If you decide that using a personal loan to pay off credit cards is not the right choice for you, here are six other options to consider.

  1. Balance transfer credit card: If you have a small amount of debt that you think you can pay off relatively quickly, consider a balance transfer card with 0% APR. They allow you to pay off balances without interest for a limited time. You’ll need good or excellent credit to qualify and, if you can’t pay off your balance before the introductory period ends, you may face higher interest rates than you would otherwise.

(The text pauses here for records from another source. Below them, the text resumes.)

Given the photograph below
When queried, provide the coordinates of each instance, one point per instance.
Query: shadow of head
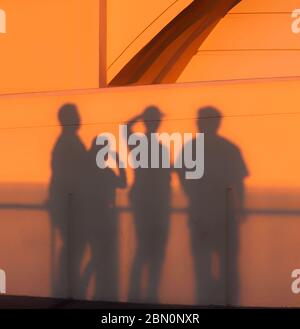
(152, 118)
(69, 117)
(209, 119)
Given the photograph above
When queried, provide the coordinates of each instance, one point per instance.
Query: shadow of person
(150, 201)
(102, 223)
(215, 204)
(65, 201)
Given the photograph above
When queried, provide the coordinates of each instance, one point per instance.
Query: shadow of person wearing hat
(150, 201)
(65, 202)
(215, 207)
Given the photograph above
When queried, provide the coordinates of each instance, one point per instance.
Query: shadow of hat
(152, 113)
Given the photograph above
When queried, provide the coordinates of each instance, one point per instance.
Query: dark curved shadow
(150, 203)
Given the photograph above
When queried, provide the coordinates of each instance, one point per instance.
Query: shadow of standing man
(215, 208)
(64, 203)
(150, 201)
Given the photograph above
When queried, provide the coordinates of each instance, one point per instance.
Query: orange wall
(261, 118)
(49, 45)
(254, 40)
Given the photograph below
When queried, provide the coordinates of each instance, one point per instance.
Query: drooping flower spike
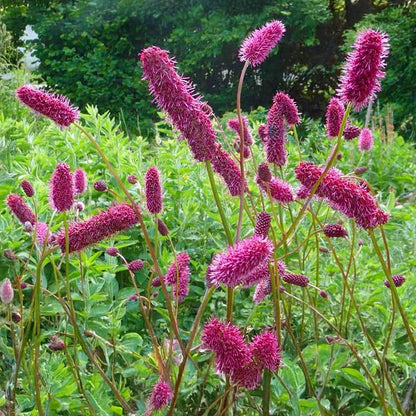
(55, 107)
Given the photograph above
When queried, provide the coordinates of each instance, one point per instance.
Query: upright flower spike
(80, 181)
(362, 73)
(365, 142)
(55, 107)
(19, 208)
(175, 95)
(153, 190)
(236, 263)
(178, 276)
(61, 196)
(342, 194)
(334, 115)
(258, 44)
(228, 170)
(97, 228)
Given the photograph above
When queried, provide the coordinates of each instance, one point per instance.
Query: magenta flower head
(233, 124)
(178, 276)
(334, 115)
(6, 292)
(97, 228)
(335, 231)
(80, 181)
(61, 195)
(236, 263)
(351, 132)
(227, 342)
(262, 224)
(398, 280)
(362, 73)
(295, 279)
(266, 351)
(27, 188)
(153, 190)
(20, 209)
(228, 170)
(160, 397)
(175, 95)
(365, 142)
(55, 107)
(343, 195)
(258, 44)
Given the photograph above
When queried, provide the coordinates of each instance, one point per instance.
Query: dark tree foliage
(88, 49)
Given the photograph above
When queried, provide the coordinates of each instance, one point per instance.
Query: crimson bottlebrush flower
(225, 166)
(162, 228)
(80, 181)
(334, 115)
(262, 224)
(362, 72)
(20, 209)
(262, 132)
(6, 292)
(85, 233)
(351, 132)
(100, 186)
(178, 276)
(263, 172)
(135, 265)
(258, 44)
(227, 342)
(175, 95)
(266, 351)
(42, 232)
(365, 142)
(55, 107)
(335, 230)
(343, 195)
(234, 124)
(280, 190)
(132, 179)
(61, 195)
(161, 396)
(153, 190)
(283, 108)
(112, 251)
(360, 170)
(398, 280)
(27, 188)
(295, 279)
(232, 266)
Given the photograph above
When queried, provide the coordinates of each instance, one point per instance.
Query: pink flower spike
(365, 142)
(178, 276)
(175, 95)
(362, 73)
(161, 396)
(61, 196)
(228, 170)
(258, 44)
(55, 107)
(97, 228)
(27, 188)
(20, 209)
(266, 351)
(153, 190)
(334, 115)
(80, 181)
(234, 265)
(6, 292)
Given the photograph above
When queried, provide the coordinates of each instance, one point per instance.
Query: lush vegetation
(88, 50)
(86, 335)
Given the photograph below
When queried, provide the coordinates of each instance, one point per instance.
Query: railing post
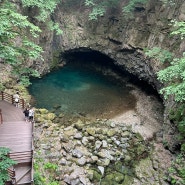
(1, 117)
(2, 95)
(23, 104)
(12, 99)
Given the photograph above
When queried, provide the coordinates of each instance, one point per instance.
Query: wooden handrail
(9, 98)
(12, 175)
(1, 117)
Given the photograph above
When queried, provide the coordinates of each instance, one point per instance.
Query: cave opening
(87, 83)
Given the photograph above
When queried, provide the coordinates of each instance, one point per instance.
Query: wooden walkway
(16, 134)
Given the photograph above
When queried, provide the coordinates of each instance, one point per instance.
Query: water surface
(76, 89)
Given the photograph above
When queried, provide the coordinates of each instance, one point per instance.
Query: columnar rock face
(122, 38)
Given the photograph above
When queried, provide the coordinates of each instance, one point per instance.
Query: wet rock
(79, 125)
(102, 169)
(81, 161)
(111, 133)
(85, 141)
(76, 153)
(78, 136)
(98, 144)
(104, 144)
(91, 131)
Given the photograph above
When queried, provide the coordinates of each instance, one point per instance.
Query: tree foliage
(131, 5)
(16, 48)
(99, 7)
(46, 7)
(5, 163)
(16, 33)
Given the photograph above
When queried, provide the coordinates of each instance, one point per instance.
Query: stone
(98, 144)
(76, 153)
(102, 169)
(125, 134)
(91, 131)
(81, 161)
(85, 141)
(111, 133)
(78, 135)
(104, 144)
(63, 161)
(79, 125)
(94, 158)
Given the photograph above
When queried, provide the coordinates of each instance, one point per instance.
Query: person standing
(16, 99)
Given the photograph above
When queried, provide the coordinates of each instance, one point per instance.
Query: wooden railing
(9, 98)
(1, 117)
(12, 176)
(32, 169)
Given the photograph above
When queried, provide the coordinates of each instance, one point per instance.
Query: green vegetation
(5, 163)
(44, 172)
(177, 171)
(131, 5)
(17, 34)
(173, 78)
(99, 7)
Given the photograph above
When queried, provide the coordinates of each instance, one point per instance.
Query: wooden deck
(16, 134)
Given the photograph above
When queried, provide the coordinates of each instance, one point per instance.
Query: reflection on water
(77, 89)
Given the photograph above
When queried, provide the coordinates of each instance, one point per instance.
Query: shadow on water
(88, 85)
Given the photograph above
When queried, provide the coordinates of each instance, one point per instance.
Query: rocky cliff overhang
(119, 37)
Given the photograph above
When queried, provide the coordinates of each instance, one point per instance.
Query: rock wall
(120, 37)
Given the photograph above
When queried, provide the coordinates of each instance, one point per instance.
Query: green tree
(16, 48)
(5, 163)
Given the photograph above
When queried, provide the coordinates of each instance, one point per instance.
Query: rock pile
(90, 152)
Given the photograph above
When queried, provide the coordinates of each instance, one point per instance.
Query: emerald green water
(76, 89)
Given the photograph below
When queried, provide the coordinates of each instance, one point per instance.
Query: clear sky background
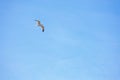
(81, 40)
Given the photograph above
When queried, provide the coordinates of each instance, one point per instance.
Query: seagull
(39, 24)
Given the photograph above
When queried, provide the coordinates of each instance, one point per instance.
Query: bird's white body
(39, 24)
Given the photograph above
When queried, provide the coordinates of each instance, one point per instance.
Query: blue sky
(81, 40)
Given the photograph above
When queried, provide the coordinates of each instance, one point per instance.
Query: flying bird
(39, 24)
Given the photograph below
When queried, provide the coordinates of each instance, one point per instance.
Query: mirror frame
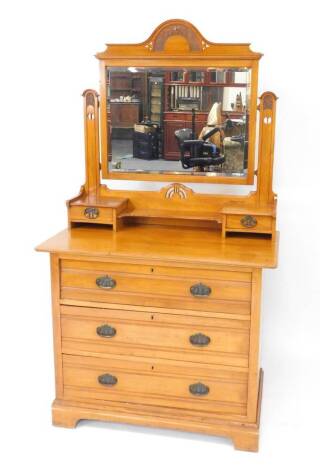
(177, 43)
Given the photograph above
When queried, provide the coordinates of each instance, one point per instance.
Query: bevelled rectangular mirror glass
(178, 120)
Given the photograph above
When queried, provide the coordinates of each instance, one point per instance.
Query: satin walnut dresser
(156, 294)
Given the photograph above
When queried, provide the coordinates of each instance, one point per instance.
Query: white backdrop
(47, 61)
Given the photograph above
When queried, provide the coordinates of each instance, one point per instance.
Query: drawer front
(153, 289)
(160, 383)
(179, 337)
(90, 214)
(250, 223)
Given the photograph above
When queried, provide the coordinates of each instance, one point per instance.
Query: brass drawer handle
(248, 221)
(199, 389)
(106, 331)
(108, 380)
(199, 339)
(91, 212)
(200, 290)
(106, 282)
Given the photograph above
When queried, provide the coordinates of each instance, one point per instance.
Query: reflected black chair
(198, 152)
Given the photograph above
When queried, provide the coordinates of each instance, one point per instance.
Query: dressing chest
(156, 294)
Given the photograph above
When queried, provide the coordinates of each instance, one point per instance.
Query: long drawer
(179, 337)
(222, 291)
(163, 383)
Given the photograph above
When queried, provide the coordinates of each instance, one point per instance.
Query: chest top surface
(161, 243)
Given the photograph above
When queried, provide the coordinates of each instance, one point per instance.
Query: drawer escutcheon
(106, 282)
(108, 380)
(200, 290)
(91, 212)
(199, 389)
(199, 339)
(106, 331)
(248, 221)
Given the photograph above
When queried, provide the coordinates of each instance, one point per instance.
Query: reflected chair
(198, 152)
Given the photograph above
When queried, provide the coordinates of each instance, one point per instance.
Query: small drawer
(178, 337)
(88, 214)
(164, 383)
(252, 223)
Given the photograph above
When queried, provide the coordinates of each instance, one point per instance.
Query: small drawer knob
(248, 221)
(108, 380)
(91, 212)
(106, 331)
(199, 339)
(200, 290)
(199, 389)
(106, 282)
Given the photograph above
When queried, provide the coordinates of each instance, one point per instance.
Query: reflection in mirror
(166, 120)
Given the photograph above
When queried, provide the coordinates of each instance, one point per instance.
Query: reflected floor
(122, 159)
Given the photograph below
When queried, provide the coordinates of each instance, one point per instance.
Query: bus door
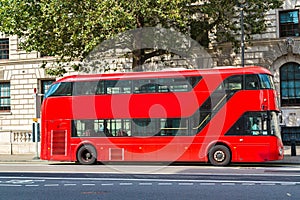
(58, 138)
(250, 141)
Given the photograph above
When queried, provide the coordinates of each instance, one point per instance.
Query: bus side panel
(57, 140)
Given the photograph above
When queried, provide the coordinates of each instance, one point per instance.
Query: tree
(70, 29)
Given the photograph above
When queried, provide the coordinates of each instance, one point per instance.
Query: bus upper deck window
(251, 82)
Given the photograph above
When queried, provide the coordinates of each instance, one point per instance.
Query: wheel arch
(84, 143)
(212, 144)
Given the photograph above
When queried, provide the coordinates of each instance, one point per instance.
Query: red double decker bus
(220, 116)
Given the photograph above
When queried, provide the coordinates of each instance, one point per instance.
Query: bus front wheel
(87, 155)
(219, 155)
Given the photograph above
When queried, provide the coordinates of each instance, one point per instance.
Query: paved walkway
(32, 158)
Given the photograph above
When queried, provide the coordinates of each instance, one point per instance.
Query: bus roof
(165, 73)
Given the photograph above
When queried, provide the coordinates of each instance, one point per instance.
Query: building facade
(20, 77)
(278, 49)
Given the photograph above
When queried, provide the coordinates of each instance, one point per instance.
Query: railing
(21, 136)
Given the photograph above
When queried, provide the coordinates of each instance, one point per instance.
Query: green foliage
(70, 29)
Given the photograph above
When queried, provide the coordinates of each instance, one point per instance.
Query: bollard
(293, 147)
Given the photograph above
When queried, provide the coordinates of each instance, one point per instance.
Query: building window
(45, 85)
(5, 96)
(289, 23)
(4, 49)
(290, 84)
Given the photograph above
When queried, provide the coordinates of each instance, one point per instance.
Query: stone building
(20, 77)
(278, 49)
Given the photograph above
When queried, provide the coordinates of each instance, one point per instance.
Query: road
(69, 181)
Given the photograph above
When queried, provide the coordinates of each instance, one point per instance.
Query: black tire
(219, 155)
(87, 155)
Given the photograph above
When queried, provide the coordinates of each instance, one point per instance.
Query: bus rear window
(60, 89)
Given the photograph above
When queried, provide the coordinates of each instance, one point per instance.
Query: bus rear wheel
(219, 155)
(87, 155)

  2. Home equity loan or HELOC: Home equity loans and home equity lines of credit (HELOCs) allow you to borrow against the equity you’ve built up in your property. They often come with high loan limits and low interest rates, but these loans are secured by your home, so you can lose your house if you miss payments.
  3. 401(k) loan: As the name suggests, a 401(k) loan allows you to borrow against your retirement plan and pay yourself back with interest. As long as you stay on top of payments, 401(k) loans aren’t taxed, and you’ll generally have five years to repay what you’ve borrowed. But, if you leave your company sooner, you’ll likely be forced to pay back the full loan right away.
  4. Debt restructuring: Sometimes your credit card issuer can help you make your payments more manageable by restructuring your debt. This is often done by deferring some payments to the end of your loan or by modifying your loan terms. However, it won’t change the total amount that you owe.
  5. Credit counseling: Credit counseling is designed to help you learn to improve your overall financial health. A credit counselor can help you institute debt repayment strategies, such as a debt management plan, which allows you to pay back your creditors over time. Unfortunately, not all credit counselors are reputable, so be sure to choose one that’s endorsed by the National Foundation for Credit Counseling (NFCC).
  6. Debt snowball method or debt avalanche method: There are two budgeting methods that you can use to pay off debt without paying interest charges or supplemental fees. The debt snowball method encourages you to celebrate small wins by asking you to pay off your littlest balances first. Meanwhile, the debt avalanche method helps you save on interest charges by having you pay off the highest-interest debt first.